Henry Fielding: The History of Tom Jones, a foundling

1. Chapter i. A crust for the critics.

A crust for the critics.

In our last initial chapter we may be supposed to have treated that formidable set of men who are called critics with more freedom than becomes us; since they exact, and indeed generally receive, great condescension from authors. We shall in this, therefore, give the reasons of our conduct to this august body; and here we shall, perhaps, place them in a light in which they have not hitherto been seen.

This word critic is of Greek derivation, and signifies judgment. Hence I presume some persons who have not understood the original, and have seen the English translation of the primitive, have concluded that it meant judgment in the legal sense, in which it is frequently used as equivalent to condemnation.

I am the rather inclined to be of that opinion, as the greatest number of critics hath of late years been found amongst the lawyers. Many of these gentlemen, from despair, perhaps, of ever rising to the bench in Westminster-hall, have placed themselves on the benches at the playhouse, where they have exerted their judicial capacity, and have given judgment, i.e., condemned without mercy.

The gentlemen would, perhaps, be well enough pleased, if we were to leave them thus compared to one of the most important and honourable offices in the commonwealth, and, if we intended to apply to their favour, we would do so; but, as we design to deal very sincerely and plainly too with them, we must remind them of another officer of justice of a much lower rank; to whom, as they not only pronounce, but execute, their own judgment, they bear likewise some remote resemblance.
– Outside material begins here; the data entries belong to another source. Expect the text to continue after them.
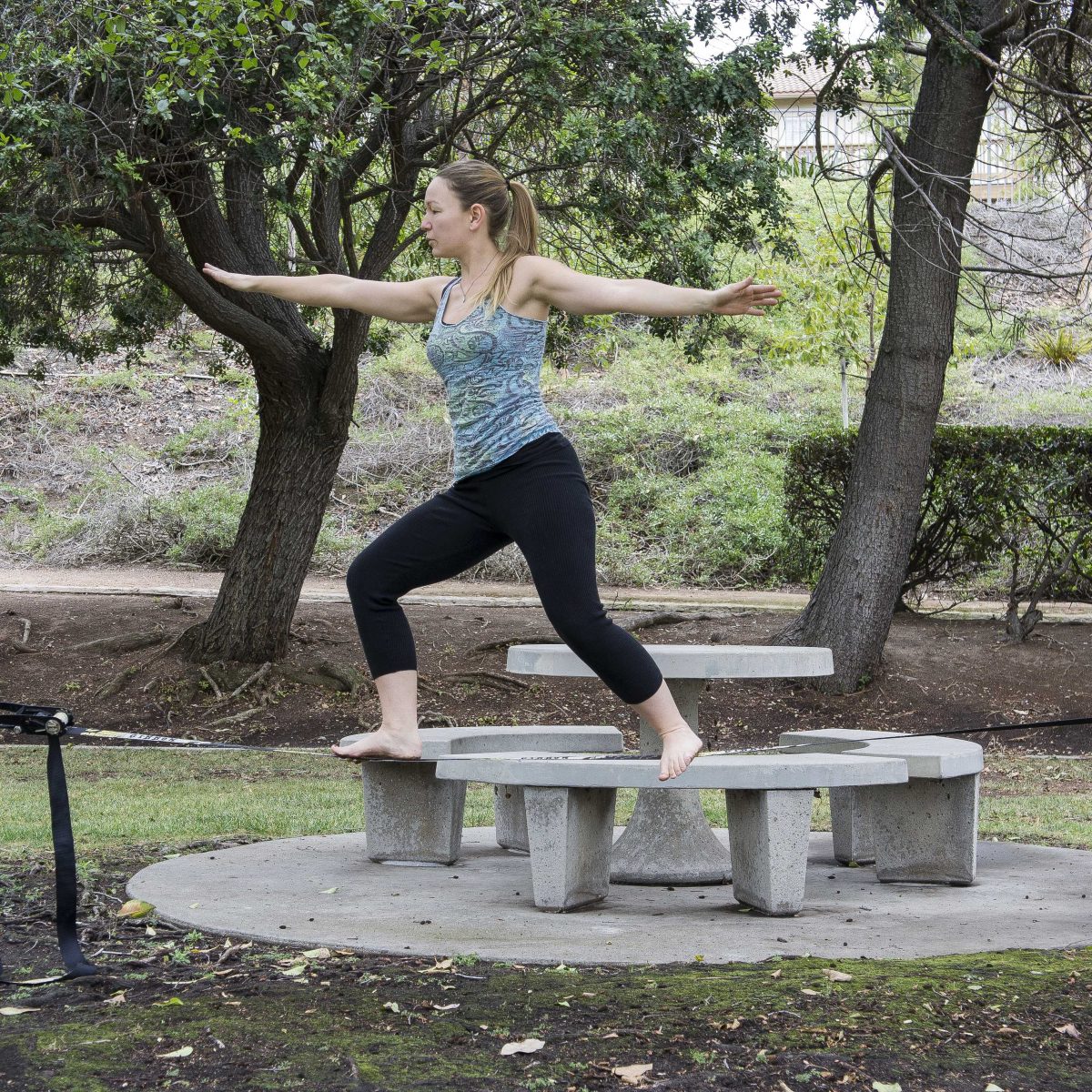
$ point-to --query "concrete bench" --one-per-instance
(413, 818)
(571, 805)
(925, 831)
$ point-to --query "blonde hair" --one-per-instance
(512, 217)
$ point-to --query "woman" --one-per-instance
(517, 478)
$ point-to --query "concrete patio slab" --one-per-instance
(1026, 896)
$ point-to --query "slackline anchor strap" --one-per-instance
(60, 817)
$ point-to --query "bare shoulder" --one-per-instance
(530, 272)
(434, 287)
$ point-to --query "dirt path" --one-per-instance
(939, 672)
(134, 580)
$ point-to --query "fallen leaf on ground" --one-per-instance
(135, 907)
(632, 1075)
(183, 1052)
(524, 1046)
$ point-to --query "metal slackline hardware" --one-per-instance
(53, 724)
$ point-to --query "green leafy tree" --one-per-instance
(141, 140)
(969, 55)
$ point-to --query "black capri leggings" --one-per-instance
(536, 498)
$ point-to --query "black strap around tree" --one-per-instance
(60, 818)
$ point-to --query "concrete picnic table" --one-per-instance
(669, 839)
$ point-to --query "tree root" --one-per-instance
(128, 642)
(337, 677)
(216, 687)
(25, 643)
(117, 683)
(236, 718)
(487, 678)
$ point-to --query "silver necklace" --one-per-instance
(462, 288)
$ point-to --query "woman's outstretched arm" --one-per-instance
(565, 288)
(399, 301)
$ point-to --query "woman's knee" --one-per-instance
(370, 580)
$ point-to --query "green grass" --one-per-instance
(685, 459)
(121, 797)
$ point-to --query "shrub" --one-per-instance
(1060, 349)
(1008, 505)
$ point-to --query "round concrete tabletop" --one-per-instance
(686, 661)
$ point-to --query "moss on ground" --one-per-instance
(285, 1021)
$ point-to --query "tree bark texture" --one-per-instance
(853, 603)
(299, 448)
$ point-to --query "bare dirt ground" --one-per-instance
(938, 675)
(262, 1016)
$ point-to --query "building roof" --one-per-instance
(798, 81)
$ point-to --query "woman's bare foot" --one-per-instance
(681, 745)
(382, 743)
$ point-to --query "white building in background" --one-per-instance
(850, 140)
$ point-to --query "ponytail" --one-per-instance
(513, 219)
(521, 238)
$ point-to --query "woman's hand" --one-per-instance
(745, 298)
(240, 282)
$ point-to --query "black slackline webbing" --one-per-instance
(55, 723)
(60, 819)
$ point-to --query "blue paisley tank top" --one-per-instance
(490, 367)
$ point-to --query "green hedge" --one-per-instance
(1000, 505)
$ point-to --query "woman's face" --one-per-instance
(448, 227)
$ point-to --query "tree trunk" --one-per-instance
(853, 603)
(299, 448)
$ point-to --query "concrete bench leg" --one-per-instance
(851, 819)
(926, 831)
(571, 831)
(410, 814)
(511, 817)
(769, 835)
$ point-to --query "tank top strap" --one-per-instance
(442, 306)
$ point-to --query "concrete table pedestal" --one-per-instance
(669, 840)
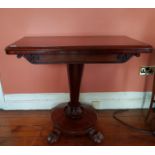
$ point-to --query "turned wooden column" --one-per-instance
(74, 109)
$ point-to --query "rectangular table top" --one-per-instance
(74, 44)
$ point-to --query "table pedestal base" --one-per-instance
(80, 126)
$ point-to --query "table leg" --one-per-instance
(74, 118)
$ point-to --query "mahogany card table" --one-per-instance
(75, 118)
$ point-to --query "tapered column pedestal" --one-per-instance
(74, 118)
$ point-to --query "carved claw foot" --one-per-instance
(96, 136)
(54, 136)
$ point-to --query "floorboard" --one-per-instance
(28, 128)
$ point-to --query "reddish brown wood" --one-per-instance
(82, 44)
(76, 51)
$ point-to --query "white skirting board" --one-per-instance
(99, 100)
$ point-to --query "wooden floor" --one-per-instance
(32, 127)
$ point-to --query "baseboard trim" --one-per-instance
(99, 100)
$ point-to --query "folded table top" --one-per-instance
(77, 45)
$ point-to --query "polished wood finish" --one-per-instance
(82, 44)
(152, 102)
(26, 128)
(75, 51)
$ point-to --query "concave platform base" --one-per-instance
(84, 125)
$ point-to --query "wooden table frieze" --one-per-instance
(75, 118)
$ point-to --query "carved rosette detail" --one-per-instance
(123, 57)
(33, 58)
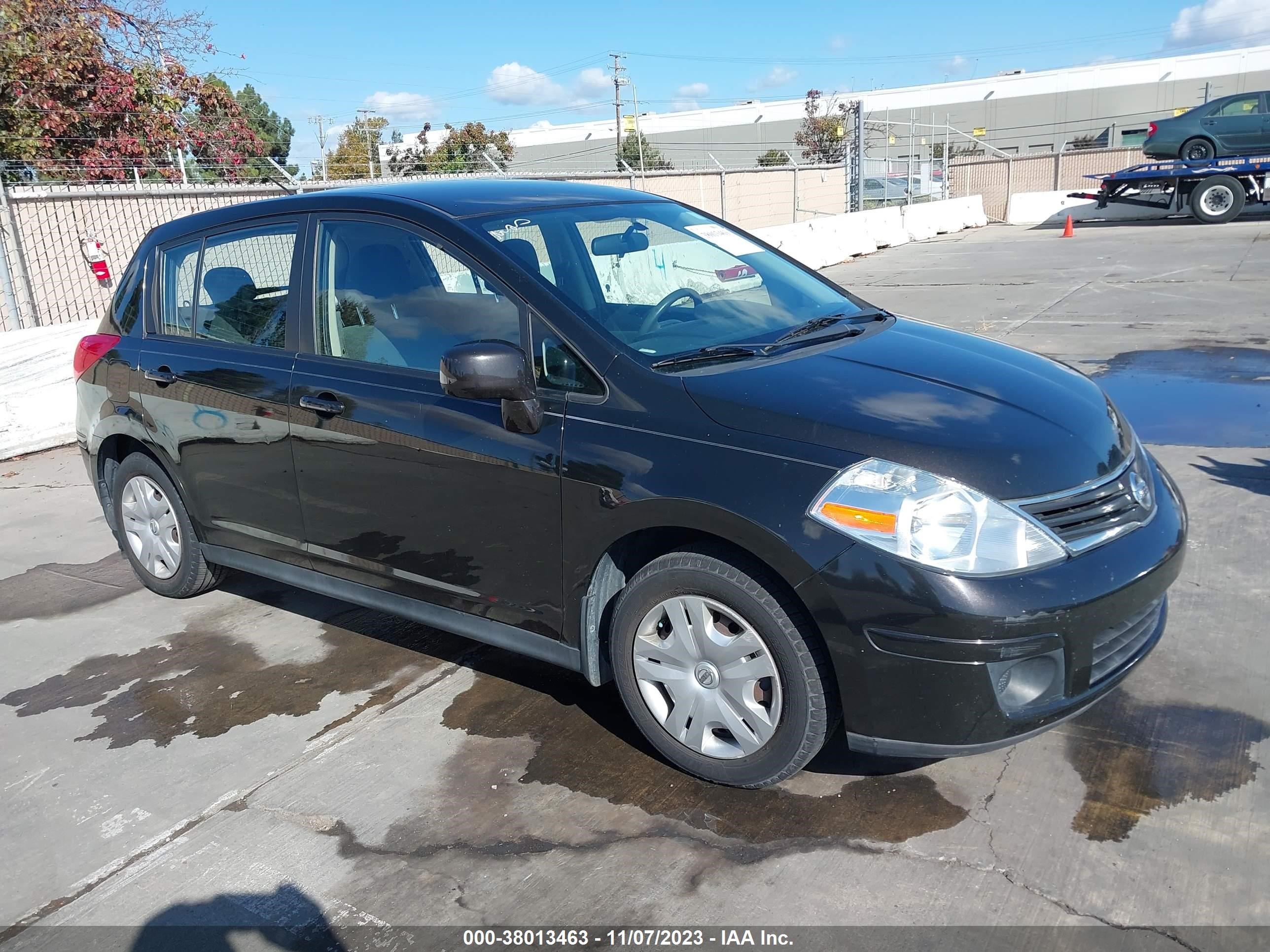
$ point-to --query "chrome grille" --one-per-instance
(1095, 514)
(1121, 644)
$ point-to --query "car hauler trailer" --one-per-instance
(1213, 191)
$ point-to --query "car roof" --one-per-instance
(458, 199)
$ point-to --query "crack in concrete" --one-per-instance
(989, 798)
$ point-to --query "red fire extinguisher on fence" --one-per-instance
(96, 257)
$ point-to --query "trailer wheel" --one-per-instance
(1218, 200)
(1198, 150)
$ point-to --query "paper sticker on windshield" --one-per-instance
(729, 241)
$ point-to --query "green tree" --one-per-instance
(357, 145)
(274, 130)
(630, 154)
(823, 139)
(458, 151)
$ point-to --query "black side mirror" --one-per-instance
(494, 370)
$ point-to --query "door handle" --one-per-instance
(324, 406)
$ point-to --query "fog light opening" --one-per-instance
(1026, 683)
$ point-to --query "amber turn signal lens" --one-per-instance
(855, 518)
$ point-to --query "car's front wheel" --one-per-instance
(157, 534)
(1198, 150)
(722, 669)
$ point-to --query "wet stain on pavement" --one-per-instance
(1136, 758)
(587, 743)
(204, 682)
(1200, 397)
(55, 589)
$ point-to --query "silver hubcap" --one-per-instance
(708, 677)
(150, 527)
(1217, 200)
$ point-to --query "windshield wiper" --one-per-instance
(826, 322)
(810, 328)
(726, 352)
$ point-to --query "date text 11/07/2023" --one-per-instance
(618, 938)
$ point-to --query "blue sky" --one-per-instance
(515, 64)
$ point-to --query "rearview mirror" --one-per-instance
(494, 370)
(630, 240)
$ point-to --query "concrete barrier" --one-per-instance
(834, 239)
(37, 387)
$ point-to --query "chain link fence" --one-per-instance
(1000, 178)
(46, 278)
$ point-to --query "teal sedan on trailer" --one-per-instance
(1235, 125)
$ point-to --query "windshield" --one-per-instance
(665, 280)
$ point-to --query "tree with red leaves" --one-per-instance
(93, 91)
(822, 136)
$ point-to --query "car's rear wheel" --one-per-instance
(720, 669)
(157, 534)
(1218, 200)
(1198, 150)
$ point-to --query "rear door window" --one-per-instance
(1244, 106)
(246, 286)
(179, 273)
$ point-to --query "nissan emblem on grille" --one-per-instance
(1141, 490)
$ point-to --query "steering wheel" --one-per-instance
(653, 318)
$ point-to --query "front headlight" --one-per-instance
(938, 522)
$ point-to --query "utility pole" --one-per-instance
(366, 121)
(619, 82)
(322, 140)
(639, 139)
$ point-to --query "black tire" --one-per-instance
(1218, 200)
(811, 708)
(193, 576)
(1197, 150)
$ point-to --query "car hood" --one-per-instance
(996, 418)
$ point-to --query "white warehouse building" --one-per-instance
(1105, 104)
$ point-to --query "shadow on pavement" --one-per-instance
(286, 919)
(1253, 477)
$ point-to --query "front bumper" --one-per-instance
(921, 657)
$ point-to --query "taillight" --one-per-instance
(92, 349)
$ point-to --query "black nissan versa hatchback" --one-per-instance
(600, 428)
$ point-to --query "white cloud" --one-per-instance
(592, 83)
(1221, 22)
(515, 84)
(957, 67)
(774, 78)
(686, 97)
(402, 107)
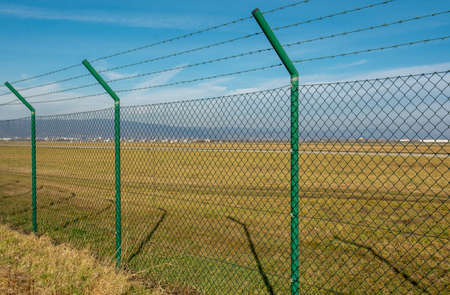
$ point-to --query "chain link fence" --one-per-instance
(206, 187)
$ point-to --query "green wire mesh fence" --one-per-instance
(206, 187)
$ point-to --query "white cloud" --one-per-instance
(212, 88)
(121, 18)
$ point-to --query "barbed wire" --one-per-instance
(162, 42)
(332, 15)
(202, 48)
(356, 52)
(384, 25)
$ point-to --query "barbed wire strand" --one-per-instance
(201, 48)
(295, 61)
(356, 52)
(374, 27)
(161, 42)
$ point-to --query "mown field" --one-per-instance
(214, 217)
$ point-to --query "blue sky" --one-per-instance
(40, 36)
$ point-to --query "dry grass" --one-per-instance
(32, 265)
(367, 222)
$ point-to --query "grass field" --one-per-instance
(30, 266)
(214, 217)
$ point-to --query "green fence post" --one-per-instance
(33, 152)
(295, 284)
(117, 156)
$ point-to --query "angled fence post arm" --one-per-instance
(295, 284)
(33, 153)
(116, 156)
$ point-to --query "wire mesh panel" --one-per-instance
(206, 187)
(374, 185)
(15, 172)
(76, 179)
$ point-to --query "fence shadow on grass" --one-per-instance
(264, 276)
(385, 261)
(149, 236)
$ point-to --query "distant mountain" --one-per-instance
(94, 128)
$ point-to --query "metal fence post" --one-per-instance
(117, 156)
(294, 147)
(33, 153)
But in reality there is another light, in which these modern critics may, with great justice and propriety, be seen; and this is that of a common slanderer. If a person who prys into the characters of others, with no other design but to discover their faults, and to publish them to the world, deserves the title of a slanderer of the reputations of men, why should not a critic, who reads with the same malevolent view, be as properly stiled the slanderer of the reputation of books?